Pairing(s): Draco Malfoy/Harry Potter
Kink/trope featured: Epistolary, Drunk!Harry
Rating: NC-17. I think.
Notes: For Draco's birthday party at dracomalfoy. Prompt by capitu. This probably wasn’t what you wanted from the prompt, but have a little piece of mostly floof anyways :). It isn’t as smutty as it could be, but I think Harry is a probably a British man who doesn’t like to talk about sex... All spelling mistakes are Harry’s, not mine. Draco doesn’t make spelling mistakes. (Also, I’m covering up for my terrible typing.) I'm a bit shy of posting since nobody else seems to have done so yet but I'm going to jump in anyway.
Hermione says writing a letter is a bad idea and Ron thinks I’m completely crazy anyway, but I thought I’d write to you anyway. It seems like a good idea, and my owl definitely agrees with me. Her name is Snoopadoop. I think I named her when I was a little bit drunk. Sometimes it seems like a really good name, and then sometimes it seems awful. I quite like it right now. It sounds nice if you say it. Sn is a good sound. Ssnnooooooooopadoooooooop. Try it, Malfoy. It’s fun.

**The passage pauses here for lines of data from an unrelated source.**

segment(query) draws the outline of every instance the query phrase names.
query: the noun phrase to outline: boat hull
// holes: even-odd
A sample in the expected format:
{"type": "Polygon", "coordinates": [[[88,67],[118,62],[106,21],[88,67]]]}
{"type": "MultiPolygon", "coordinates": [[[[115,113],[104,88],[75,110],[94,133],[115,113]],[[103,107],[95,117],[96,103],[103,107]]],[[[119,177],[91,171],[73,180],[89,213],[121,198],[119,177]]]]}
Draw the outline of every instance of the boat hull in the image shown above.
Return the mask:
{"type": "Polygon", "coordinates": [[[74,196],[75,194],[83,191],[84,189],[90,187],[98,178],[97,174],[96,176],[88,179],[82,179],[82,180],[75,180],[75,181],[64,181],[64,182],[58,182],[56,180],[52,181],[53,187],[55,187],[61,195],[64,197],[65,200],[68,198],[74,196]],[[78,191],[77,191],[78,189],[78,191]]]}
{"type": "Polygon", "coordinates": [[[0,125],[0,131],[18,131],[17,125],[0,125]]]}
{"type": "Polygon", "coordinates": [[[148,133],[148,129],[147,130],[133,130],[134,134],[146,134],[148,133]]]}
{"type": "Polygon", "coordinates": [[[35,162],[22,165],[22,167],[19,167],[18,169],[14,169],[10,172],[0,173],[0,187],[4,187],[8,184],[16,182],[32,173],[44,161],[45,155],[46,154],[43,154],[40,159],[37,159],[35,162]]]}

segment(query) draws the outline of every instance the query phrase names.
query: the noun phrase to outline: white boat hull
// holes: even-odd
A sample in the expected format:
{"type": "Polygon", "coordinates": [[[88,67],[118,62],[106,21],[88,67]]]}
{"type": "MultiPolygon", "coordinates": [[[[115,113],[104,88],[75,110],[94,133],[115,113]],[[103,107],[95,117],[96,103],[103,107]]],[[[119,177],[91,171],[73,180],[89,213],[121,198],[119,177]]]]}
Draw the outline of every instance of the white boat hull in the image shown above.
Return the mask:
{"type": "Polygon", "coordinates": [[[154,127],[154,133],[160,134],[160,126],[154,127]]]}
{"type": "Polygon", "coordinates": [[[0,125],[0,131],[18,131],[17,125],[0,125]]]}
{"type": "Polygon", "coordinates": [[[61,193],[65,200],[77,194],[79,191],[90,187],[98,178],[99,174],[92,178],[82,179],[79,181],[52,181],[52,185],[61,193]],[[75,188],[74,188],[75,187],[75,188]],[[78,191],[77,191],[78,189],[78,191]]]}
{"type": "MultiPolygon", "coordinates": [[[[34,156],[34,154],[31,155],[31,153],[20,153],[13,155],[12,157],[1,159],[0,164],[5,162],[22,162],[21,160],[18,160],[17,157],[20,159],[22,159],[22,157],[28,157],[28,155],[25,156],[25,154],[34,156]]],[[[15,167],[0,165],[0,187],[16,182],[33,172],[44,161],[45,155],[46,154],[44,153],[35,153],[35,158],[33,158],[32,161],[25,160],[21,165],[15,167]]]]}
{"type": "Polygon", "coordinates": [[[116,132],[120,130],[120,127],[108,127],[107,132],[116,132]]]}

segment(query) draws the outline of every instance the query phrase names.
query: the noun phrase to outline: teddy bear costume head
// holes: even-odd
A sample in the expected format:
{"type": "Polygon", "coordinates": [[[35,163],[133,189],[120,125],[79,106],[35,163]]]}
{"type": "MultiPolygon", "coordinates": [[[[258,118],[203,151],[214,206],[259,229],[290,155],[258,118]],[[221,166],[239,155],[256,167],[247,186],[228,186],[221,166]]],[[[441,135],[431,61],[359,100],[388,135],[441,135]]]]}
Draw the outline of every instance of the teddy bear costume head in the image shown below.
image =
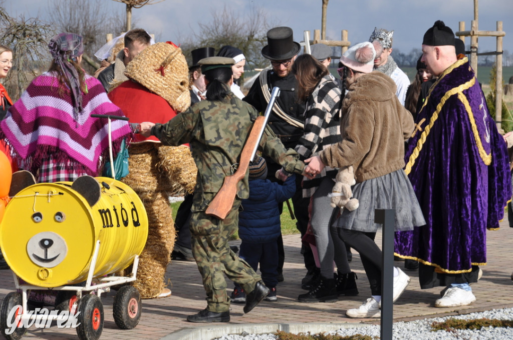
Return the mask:
{"type": "Polygon", "coordinates": [[[336,177],[337,181],[333,187],[331,197],[332,207],[339,207],[341,210],[344,208],[352,211],[360,206],[358,200],[351,198],[352,197],[352,191],[351,186],[356,184],[354,179],[354,169],[352,166],[342,167],[339,169],[339,172],[336,177]]]}

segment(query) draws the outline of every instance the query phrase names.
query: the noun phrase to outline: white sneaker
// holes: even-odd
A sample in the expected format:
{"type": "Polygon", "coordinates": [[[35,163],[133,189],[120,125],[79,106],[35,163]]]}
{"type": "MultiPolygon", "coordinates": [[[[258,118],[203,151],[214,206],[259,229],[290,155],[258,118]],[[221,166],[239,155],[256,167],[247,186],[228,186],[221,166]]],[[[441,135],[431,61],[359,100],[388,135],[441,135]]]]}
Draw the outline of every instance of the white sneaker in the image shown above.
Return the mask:
{"type": "Polygon", "coordinates": [[[462,289],[457,287],[448,288],[443,298],[435,302],[435,307],[440,308],[466,306],[476,301],[476,296],[471,291],[462,289]]]}
{"type": "Polygon", "coordinates": [[[404,273],[404,272],[397,268],[399,274],[393,278],[393,296],[392,302],[395,302],[403,293],[406,286],[410,283],[410,277],[404,273]]]}
{"type": "Polygon", "coordinates": [[[373,298],[369,298],[358,308],[348,309],[346,315],[349,317],[381,317],[379,304],[373,298]]]}
{"type": "MultiPolygon", "coordinates": [[[[481,277],[482,276],[483,276],[483,270],[480,268],[479,268],[479,271],[478,272],[478,282],[479,282],[479,280],[481,280],[481,277]]],[[[513,273],[511,273],[511,280],[513,280],[513,273]]],[[[469,283],[468,284],[469,284],[469,285],[471,285],[472,284],[471,283],[469,283]]],[[[450,285],[447,286],[447,287],[446,287],[445,288],[444,288],[443,289],[442,289],[442,290],[441,290],[440,291],[440,296],[443,296],[444,295],[445,295],[445,292],[446,292],[447,291],[447,289],[448,289],[449,288],[450,288],[451,287],[452,287],[452,286],[450,286],[450,285]]]]}

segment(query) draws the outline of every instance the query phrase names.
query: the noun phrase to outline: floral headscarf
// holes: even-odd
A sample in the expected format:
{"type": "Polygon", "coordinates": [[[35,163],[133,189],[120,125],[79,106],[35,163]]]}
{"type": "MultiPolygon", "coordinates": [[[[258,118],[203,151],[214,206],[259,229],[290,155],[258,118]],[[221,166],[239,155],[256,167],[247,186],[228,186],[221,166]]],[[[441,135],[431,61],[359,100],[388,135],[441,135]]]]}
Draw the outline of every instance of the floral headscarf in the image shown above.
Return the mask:
{"type": "Polygon", "coordinates": [[[71,60],[84,53],[82,36],[68,32],[57,34],[50,40],[48,48],[52,57],[69,81],[76,120],[78,112],[83,110],[82,94],[78,74],[71,60]]]}

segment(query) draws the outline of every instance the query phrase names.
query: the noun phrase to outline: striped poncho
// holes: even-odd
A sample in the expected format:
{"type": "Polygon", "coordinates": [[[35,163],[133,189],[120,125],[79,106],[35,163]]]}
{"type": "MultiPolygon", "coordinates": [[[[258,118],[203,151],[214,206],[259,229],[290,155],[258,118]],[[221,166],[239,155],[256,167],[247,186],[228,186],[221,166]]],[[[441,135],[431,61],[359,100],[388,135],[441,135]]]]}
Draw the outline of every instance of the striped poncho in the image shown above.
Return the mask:
{"type": "MultiPolygon", "coordinates": [[[[10,146],[13,158],[23,168],[35,174],[51,157],[73,171],[93,176],[101,173],[108,157],[108,121],[90,115],[123,114],[98,80],[86,75],[85,83],[84,110],[76,120],[69,91],[60,96],[58,80],[52,72],[35,78],[9,109],[0,123],[0,138],[10,146]]],[[[111,130],[116,155],[131,131],[124,120],[112,120],[111,130]]]]}

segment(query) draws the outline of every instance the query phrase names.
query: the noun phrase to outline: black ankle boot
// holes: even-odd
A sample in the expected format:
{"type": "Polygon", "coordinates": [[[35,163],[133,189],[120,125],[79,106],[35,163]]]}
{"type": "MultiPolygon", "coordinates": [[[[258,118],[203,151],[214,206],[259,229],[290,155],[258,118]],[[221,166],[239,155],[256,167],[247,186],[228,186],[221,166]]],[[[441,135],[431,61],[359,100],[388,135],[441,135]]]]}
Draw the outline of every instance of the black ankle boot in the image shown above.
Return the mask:
{"type": "Polygon", "coordinates": [[[358,295],[358,287],[356,285],[356,273],[351,271],[347,274],[338,273],[337,278],[337,293],[339,296],[354,296],[358,295]]]}
{"type": "Polygon", "coordinates": [[[301,280],[301,289],[305,290],[311,290],[319,284],[321,280],[321,269],[315,267],[311,272],[311,274],[307,274],[308,278],[305,276],[301,280]]]}
{"type": "Polygon", "coordinates": [[[337,293],[337,281],[321,277],[321,280],[308,293],[298,298],[301,302],[335,302],[338,299],[337,293]]]}

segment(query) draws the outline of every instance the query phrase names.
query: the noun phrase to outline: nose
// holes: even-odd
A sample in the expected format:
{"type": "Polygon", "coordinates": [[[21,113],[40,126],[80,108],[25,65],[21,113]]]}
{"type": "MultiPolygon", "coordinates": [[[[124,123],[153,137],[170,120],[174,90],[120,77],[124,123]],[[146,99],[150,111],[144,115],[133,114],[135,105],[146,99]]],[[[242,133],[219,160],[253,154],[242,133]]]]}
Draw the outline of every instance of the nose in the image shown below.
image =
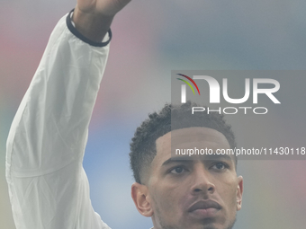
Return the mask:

Anyway, I was writing you a letter because it’s
you’re your birthday. And somebody told me that nobody had gone to see you except Pansy. Nobody should be on their own on their birthday. Birthdays are meant to be fun. And that gets better with more people. Unless you’re very strange and find being on your own fun. I used not to like my birthdays very much, until Hagrid turned up with a cake. Maybe I should come and give you a cake? Though maybe it’s a bit late at night. I can’t remember what time it is really.
But anyway, I think I’m meant to hate you or something. But I don’t think I do really. That’s strange, isn’t it? Do you still hate me, Malfoy? I don’t like the name Malfoy. I’m going to call you Draco. Like a big dragon. Maybe I should send you a dragon for your birthday. Hagrid would love a dragon.
I’m not quite sure why I decided to write this, but you probably will hate it. But I’m going to send it anyway. Mostly because you have pretty hair, I think. Your hair is very pretty. I can always see it from ages away. And then your pointy little face looks quite pretty with it. You’re quite pretty generally, actually. I like pretty people they make the world feel better.
And I don’t think you’re as horrible as you used to be. When we were younger you were a bit nasty, you know. But I think you’re better now. Pansy once said something to me about how you wish the war hadn’t gone how it had, and you hated Vlodemort really vehemently. I’m not quite sure what vehemently means though, so I hope that’s a good thing.
I’m probably drunk now, and I’ll probably regret sending this when I’m not because I always sund stupid and go on and on and don’t make sense or anything. But I do think you deserve a better birthday. I had years of horrid ones and nobody deserves that.
Happy Birthday, Draco.
Moronic as the tone of your letter and the style of your writing, I nonetheless appreciate the sentiment. I thank you warmly for your consideration.
Draco A. Malfoy
Quite frankly, you sound like you have a broomstick shoved up your arse. I apologise if that is the reaction that my letter got from you.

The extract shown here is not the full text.